Michael Barber is not qualified to obtain an Iowa driver’s license due to his visual disabilities. However, under a little known change to the state’s gun permit laws in 2011, he can now obtain a permit to carry a gun in public.
Disability Rights Iowa told the Register that allowing the state to deny legally blind residents their Second Amendment rights would violate the Americans with Disabilities Act. The National Federation of the Blind has not taken an official position on the issue, but said that many of its members have a similar perspective.
“There’s no reason solely on the (basis) of blindness that a blind person shouldn’t be allowed to carry a weapon,” said Chris Danielsen, director of public relations for the NFB, told the Register. “Presumably they’re going to have enough sense not to use a weapon in a situation where they would endanger other people, just like we would expect other people to have that common sense.”

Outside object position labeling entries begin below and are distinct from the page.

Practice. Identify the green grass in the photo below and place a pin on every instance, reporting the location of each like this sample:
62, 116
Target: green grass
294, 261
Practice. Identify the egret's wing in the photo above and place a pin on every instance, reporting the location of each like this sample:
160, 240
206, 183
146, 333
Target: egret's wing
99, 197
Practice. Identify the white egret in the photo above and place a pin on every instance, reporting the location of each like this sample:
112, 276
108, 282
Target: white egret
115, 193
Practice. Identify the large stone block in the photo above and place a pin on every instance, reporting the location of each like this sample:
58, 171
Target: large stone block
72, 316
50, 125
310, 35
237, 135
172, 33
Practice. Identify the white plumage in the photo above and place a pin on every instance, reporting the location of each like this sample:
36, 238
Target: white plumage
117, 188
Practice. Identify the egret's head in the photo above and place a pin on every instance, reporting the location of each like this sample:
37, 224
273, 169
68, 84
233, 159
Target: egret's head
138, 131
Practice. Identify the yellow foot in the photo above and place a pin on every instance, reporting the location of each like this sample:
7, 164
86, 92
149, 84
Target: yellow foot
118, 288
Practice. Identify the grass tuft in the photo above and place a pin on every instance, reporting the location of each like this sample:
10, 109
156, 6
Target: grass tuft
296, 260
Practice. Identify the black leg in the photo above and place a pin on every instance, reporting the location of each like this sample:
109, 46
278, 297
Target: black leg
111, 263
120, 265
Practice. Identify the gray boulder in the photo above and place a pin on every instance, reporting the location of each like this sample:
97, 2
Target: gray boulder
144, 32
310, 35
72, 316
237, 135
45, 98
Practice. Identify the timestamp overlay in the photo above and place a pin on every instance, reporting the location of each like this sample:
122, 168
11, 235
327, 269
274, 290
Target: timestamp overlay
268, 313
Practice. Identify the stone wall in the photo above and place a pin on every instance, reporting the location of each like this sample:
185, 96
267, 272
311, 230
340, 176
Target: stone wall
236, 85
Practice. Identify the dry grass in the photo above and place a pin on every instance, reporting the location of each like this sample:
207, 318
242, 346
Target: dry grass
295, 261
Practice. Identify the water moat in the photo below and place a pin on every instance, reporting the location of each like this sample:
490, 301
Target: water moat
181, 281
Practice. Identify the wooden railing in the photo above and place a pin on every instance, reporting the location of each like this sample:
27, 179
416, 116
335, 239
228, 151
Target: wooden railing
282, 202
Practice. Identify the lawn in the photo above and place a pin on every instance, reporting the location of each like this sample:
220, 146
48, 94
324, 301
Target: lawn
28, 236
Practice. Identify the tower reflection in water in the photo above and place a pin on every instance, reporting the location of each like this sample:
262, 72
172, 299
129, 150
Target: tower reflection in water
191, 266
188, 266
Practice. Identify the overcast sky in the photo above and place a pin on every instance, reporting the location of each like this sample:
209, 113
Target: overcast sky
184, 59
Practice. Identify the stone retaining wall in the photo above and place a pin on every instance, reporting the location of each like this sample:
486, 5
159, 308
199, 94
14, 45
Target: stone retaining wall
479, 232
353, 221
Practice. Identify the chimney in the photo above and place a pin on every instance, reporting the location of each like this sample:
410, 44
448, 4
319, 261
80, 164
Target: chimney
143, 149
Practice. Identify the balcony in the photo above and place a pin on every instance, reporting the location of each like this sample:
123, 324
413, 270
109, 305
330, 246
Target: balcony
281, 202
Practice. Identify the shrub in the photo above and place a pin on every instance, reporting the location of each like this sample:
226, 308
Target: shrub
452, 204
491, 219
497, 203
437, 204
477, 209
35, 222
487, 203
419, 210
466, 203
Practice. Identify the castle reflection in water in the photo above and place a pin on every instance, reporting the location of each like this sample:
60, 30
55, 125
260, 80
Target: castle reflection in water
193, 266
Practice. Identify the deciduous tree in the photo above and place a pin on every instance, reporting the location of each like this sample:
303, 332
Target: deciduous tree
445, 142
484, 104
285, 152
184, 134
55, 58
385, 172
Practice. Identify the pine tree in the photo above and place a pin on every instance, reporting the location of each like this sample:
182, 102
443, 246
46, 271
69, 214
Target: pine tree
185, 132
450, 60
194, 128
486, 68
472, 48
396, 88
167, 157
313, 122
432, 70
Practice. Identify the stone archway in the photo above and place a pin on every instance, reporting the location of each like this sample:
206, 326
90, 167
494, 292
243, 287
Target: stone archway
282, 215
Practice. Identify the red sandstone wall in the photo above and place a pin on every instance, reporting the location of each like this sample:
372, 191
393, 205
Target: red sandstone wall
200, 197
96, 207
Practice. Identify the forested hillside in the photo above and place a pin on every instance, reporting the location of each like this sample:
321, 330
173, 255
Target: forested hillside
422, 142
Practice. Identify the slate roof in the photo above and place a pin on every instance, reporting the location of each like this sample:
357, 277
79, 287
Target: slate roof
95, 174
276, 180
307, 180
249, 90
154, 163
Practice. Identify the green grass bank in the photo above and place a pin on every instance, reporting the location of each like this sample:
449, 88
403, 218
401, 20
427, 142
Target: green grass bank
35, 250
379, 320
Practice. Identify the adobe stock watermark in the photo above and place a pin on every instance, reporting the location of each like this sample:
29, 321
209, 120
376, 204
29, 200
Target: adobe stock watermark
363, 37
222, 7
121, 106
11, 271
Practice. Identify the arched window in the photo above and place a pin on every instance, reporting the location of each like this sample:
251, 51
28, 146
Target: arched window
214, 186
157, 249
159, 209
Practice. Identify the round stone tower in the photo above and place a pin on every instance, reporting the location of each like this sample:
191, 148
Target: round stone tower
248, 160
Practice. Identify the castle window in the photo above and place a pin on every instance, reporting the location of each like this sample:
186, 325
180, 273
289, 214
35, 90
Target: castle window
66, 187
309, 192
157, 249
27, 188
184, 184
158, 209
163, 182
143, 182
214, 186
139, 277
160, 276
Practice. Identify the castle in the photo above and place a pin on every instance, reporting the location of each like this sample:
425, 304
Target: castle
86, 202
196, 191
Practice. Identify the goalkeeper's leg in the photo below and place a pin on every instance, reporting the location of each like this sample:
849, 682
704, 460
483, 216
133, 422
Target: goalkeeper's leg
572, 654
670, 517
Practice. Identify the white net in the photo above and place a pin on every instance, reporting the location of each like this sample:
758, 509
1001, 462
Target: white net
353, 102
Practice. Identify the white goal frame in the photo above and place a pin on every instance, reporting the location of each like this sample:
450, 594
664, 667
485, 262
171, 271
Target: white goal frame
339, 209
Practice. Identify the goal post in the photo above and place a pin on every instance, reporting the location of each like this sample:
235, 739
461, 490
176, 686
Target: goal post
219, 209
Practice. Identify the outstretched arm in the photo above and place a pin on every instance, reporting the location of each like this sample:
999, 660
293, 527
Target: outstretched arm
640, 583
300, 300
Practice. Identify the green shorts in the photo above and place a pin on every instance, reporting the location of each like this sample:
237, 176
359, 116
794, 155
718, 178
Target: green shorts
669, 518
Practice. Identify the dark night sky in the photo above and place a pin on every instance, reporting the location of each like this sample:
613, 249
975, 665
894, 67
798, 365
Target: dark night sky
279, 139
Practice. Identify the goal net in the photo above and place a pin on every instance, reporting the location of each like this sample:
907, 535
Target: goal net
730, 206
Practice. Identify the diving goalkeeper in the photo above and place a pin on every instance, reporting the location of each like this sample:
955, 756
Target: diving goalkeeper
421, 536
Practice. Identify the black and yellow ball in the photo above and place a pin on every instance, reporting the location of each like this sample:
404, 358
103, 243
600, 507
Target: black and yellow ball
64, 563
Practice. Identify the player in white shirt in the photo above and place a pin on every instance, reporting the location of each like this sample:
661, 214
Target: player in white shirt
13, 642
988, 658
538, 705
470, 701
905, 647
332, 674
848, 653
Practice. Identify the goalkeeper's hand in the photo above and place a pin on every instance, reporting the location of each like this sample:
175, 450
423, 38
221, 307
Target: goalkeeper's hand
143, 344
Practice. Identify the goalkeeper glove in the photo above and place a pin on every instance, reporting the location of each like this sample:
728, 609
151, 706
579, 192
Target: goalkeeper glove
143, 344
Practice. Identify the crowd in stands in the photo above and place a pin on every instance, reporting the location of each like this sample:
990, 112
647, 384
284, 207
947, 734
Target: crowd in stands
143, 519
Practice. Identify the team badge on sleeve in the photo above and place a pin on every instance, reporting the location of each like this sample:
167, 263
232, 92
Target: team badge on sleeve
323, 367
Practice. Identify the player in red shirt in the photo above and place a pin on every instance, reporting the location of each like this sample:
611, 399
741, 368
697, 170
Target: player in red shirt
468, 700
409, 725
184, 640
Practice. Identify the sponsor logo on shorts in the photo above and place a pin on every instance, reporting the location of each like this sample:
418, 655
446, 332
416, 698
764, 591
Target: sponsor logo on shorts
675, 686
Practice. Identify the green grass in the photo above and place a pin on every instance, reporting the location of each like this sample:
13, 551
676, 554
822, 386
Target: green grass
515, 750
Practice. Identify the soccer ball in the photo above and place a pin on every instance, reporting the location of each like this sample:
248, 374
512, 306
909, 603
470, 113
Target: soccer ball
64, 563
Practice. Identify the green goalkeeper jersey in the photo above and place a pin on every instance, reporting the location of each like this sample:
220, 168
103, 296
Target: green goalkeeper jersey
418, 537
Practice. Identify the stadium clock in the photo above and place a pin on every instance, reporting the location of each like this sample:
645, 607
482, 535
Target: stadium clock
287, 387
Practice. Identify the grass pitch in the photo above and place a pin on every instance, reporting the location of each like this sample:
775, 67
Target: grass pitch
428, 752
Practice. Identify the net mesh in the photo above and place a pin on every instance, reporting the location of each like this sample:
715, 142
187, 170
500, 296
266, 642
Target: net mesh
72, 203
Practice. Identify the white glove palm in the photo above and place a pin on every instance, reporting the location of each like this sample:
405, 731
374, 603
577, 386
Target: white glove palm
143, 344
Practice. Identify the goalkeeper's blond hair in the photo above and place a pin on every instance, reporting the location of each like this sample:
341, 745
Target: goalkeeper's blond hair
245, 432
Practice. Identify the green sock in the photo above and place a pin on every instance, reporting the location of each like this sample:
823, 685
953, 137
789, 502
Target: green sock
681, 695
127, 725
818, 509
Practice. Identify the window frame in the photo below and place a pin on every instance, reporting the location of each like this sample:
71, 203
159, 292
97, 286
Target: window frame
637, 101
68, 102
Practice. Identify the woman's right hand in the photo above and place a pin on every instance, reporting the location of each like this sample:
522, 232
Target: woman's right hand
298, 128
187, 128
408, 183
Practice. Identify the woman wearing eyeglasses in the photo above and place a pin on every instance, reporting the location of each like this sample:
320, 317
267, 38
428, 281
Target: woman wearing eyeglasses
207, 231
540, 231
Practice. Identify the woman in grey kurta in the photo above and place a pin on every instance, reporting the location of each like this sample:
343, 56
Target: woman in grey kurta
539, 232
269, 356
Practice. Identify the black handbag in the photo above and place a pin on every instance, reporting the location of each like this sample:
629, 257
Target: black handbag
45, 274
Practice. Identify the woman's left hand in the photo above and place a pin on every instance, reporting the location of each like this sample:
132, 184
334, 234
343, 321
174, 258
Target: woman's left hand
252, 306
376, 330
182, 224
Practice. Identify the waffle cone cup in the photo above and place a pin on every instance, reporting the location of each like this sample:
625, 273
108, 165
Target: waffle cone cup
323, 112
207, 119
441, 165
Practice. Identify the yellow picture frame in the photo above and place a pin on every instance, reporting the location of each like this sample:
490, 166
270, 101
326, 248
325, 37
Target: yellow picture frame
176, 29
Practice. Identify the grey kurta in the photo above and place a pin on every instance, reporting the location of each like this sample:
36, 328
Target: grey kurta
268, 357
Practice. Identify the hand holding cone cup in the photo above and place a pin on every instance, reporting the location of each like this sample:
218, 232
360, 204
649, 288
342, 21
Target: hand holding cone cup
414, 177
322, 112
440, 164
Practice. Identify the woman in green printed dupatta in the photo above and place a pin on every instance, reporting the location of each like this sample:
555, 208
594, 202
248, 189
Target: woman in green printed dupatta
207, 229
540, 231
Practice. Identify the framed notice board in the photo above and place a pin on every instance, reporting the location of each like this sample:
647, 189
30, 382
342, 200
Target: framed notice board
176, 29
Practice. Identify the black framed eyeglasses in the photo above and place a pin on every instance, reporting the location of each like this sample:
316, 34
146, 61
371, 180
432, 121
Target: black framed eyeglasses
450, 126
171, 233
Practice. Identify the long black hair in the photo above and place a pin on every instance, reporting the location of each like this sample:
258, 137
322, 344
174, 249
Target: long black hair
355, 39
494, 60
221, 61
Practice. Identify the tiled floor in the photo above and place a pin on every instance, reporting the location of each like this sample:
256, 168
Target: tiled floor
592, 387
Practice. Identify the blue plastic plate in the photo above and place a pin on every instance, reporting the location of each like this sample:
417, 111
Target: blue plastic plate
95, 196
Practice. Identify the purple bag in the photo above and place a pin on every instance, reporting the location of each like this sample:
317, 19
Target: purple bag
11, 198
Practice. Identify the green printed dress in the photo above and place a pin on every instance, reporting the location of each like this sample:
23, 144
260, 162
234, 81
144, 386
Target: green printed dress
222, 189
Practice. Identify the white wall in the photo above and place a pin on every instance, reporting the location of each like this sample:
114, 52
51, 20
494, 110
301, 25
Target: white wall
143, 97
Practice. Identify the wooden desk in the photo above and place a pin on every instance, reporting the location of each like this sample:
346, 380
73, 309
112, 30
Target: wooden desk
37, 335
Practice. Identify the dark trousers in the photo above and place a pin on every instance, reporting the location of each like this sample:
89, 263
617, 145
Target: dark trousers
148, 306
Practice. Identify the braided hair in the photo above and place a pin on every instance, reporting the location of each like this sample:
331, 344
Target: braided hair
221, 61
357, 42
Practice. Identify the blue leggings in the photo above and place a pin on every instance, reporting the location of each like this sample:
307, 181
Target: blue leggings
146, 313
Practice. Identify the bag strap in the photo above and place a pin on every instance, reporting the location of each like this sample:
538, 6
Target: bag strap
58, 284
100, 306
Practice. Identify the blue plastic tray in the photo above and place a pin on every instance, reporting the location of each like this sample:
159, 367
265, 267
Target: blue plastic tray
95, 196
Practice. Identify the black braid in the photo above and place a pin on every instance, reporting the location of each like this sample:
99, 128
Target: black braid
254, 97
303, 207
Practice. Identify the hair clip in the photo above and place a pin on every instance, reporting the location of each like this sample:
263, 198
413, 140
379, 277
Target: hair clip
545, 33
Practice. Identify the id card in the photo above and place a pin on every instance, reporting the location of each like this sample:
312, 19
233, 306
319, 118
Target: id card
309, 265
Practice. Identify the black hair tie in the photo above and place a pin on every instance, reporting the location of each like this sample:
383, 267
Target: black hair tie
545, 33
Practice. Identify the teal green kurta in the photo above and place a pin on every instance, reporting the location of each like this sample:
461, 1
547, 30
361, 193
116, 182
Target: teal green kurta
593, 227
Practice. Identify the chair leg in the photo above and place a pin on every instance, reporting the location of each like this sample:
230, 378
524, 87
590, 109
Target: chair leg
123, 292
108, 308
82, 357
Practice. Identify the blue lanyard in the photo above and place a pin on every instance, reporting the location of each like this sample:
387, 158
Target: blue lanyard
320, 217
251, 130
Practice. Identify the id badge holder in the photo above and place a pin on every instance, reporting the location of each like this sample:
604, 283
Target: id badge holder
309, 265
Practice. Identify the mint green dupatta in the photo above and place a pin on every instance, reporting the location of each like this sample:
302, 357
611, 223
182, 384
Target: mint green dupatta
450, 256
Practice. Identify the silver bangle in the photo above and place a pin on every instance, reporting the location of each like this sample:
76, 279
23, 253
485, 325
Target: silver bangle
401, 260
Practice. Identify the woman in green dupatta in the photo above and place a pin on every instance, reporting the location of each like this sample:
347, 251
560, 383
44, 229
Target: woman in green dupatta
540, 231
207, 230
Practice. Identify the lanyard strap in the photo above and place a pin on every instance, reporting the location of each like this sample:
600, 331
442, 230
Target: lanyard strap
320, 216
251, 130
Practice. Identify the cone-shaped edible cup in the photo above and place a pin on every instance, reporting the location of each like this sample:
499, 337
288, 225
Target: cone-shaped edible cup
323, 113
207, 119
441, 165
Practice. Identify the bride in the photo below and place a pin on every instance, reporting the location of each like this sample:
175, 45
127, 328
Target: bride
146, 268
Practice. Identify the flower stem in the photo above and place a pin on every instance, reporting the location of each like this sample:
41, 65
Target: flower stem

Many Iowa sheriffs, however, see the issue as an accident waiting to happen.
“I’m not an expert in vision,” Delaware County Sheriff John LeClere told the Register. “At what point do vision problems have a detrimental effect to fire a firearm? If you see nothing but a blurry mass in front of you, then I would say you probably shouldn’t be shooting something.”
Iowa residents with gun permits must obtain additional training to receive a concealed gun permit. However, that training consists of an online course and does not require any hands-on instruction or a shooting test.
No federal law expressly requires states to require vision tests in order to obtain a gun permit. In fact, the Register found that only a few states even address the issue and there is no federal data tracking this information state by state.